Figure 19.1.— Central apnea (cessation of airflow at the nose and mouth, and absence of thoracic and abdominal movements). Sleep stage: quiet sleep (tracé alternant and regular respiration), bradycardia, and desaturation.
Central apnea is due to failure of the diaphragm to generate negative intrathoracic pressure. Lesions at multiple levels in the ventilatory system can lead to central apnea (Figure 19.2 A-G).
Figure 19.2— Sites of possible lesions producing central apnea. A: chemoreceptor; B: respiratory groups; C: cervico-medullary junction; D: anterior horn cells of the phrenic nerve; E: phrenic nerve; F: myoneural junction; G: diaphragm.

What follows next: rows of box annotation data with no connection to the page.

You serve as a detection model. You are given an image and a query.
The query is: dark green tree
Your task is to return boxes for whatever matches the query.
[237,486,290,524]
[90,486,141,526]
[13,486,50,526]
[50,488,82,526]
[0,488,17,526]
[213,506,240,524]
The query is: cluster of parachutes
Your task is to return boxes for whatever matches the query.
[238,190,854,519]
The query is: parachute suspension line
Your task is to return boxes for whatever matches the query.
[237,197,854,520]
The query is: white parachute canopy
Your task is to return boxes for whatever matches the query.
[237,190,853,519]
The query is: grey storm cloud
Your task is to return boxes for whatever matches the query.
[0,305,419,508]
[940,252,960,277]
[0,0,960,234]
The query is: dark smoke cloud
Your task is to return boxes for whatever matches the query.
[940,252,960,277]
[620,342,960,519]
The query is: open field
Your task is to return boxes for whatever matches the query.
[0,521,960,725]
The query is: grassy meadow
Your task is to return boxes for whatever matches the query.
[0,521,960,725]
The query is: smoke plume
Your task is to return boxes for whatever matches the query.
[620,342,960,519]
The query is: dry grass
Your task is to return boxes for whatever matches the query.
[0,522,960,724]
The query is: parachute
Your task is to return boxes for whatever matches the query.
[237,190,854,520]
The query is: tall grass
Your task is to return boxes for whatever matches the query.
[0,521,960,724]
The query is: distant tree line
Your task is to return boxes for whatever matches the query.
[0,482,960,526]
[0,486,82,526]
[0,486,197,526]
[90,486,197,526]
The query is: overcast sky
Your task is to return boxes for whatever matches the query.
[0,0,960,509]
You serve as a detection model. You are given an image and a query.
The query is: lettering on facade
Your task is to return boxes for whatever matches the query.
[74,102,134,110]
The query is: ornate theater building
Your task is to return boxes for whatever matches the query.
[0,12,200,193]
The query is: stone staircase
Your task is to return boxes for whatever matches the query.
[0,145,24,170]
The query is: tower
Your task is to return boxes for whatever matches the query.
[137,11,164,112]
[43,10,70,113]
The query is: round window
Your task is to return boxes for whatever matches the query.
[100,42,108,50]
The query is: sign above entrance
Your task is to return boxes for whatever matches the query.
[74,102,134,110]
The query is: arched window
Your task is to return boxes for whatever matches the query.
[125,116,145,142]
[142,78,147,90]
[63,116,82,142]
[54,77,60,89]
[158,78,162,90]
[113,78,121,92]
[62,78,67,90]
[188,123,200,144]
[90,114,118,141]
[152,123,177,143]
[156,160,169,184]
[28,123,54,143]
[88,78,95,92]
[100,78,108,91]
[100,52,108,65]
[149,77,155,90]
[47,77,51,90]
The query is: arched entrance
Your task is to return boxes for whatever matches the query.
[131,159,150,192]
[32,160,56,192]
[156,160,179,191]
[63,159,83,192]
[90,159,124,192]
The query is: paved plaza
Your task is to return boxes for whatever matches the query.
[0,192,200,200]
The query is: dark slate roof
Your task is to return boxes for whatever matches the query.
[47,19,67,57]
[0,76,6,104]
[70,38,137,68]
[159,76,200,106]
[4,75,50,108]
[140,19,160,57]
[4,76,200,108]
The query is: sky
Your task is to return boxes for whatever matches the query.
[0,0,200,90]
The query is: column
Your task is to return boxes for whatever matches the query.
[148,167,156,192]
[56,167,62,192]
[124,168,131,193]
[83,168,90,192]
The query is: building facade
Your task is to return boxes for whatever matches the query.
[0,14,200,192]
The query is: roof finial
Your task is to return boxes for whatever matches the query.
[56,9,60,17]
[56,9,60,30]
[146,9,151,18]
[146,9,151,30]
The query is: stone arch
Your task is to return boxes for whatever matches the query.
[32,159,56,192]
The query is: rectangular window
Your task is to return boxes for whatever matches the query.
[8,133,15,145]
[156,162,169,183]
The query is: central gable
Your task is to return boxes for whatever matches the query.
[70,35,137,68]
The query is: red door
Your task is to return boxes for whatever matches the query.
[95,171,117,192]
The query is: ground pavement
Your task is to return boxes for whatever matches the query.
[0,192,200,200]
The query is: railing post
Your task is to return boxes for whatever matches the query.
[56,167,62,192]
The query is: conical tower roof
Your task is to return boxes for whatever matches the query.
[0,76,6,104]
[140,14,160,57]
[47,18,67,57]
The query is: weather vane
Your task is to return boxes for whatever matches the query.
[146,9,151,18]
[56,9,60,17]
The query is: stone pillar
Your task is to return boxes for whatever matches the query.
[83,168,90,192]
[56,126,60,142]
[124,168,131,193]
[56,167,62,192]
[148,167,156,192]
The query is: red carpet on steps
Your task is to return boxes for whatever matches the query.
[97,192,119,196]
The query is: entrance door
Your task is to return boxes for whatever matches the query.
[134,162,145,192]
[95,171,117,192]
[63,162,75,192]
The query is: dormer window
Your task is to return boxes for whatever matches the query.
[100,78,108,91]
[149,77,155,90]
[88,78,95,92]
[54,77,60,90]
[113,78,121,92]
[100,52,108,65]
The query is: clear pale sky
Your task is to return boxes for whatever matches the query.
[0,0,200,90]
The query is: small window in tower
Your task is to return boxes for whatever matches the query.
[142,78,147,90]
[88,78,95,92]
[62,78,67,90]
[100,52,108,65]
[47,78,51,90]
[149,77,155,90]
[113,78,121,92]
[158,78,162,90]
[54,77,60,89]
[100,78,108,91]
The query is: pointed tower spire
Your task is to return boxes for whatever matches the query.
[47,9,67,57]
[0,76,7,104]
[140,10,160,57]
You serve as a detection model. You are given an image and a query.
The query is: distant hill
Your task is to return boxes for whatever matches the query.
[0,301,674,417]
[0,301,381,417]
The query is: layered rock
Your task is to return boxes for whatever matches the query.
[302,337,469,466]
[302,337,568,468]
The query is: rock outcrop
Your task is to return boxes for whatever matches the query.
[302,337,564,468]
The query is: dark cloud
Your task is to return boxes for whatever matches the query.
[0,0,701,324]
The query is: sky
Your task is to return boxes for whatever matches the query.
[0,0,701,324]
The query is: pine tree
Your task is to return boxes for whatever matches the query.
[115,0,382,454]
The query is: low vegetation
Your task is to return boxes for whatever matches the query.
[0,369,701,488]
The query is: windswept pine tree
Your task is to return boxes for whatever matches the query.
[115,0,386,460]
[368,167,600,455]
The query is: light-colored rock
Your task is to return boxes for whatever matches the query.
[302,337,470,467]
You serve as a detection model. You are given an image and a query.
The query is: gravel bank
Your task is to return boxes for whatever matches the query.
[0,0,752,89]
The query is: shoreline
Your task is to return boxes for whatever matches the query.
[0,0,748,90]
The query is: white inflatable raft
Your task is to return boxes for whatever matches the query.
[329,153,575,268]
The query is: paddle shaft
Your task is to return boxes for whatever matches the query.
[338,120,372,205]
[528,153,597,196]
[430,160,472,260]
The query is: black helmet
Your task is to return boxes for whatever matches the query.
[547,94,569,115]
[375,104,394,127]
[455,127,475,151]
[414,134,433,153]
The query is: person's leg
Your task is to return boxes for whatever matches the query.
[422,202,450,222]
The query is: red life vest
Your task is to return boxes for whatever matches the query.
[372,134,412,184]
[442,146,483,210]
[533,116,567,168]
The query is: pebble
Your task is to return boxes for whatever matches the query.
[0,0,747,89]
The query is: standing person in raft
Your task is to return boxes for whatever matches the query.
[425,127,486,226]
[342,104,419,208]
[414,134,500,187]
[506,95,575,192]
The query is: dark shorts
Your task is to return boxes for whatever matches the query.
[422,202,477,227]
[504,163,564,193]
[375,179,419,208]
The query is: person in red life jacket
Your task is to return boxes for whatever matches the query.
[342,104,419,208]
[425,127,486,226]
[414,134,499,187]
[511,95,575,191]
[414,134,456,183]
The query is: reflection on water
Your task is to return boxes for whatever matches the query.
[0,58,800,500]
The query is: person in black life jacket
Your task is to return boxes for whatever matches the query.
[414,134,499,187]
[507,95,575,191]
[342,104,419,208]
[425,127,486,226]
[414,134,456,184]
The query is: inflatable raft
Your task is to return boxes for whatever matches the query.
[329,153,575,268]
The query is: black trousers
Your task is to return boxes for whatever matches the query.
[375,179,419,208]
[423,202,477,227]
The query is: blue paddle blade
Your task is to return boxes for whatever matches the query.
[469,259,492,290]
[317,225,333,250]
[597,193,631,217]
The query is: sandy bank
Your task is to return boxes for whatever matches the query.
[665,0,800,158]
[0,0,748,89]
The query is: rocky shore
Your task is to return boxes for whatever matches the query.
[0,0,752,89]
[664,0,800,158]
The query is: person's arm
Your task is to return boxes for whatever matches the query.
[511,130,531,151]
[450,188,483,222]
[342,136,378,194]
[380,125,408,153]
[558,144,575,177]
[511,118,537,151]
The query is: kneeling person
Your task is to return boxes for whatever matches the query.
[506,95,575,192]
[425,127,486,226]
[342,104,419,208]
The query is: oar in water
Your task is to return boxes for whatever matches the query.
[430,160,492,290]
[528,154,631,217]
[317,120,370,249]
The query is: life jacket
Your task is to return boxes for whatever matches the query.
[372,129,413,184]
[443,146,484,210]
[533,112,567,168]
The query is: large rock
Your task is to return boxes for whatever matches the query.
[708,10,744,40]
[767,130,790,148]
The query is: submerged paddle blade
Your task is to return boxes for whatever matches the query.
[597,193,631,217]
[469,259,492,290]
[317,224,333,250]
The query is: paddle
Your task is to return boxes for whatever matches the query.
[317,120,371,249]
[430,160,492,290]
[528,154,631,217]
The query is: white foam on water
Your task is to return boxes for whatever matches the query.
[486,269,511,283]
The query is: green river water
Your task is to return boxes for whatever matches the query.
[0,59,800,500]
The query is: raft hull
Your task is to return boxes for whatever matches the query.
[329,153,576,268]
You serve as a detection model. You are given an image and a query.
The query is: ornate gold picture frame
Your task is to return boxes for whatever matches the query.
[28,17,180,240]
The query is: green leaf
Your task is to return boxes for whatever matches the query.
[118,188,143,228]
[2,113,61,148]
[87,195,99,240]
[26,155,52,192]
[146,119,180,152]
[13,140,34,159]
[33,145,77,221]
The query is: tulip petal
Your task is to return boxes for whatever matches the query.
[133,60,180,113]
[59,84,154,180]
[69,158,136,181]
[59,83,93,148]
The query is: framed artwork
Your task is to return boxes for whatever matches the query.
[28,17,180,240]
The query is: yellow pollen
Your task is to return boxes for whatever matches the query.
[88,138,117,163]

The polysomnographic characteristics of obstructive apnea are absence of nasal and oral airflow in the presence of thoracic or abdominal movements (Figure 19.3).
Figure 19.3.— Obstructive apnea (cessation of nasal airflow despite thoracic and abdominal respiratory movements). EEG shows low-voltage irregular activity. The apnea is followed by tachycardia and desaturation.
Paradoxical chest/abdominal movement is a frequent polysomnographic finding during obstructive apnea. Normally the chest circumference increases during inspiration and decreases during expiration, and the abdominal circumference increases during inspiration and decreases during expiration. In obstructive apnea the chest circumference decreases during inspiration and increases during expiration. This situation is referred to as paradoxical breathing. Paradoxical breathing can occur without apnea (Figure 19.4).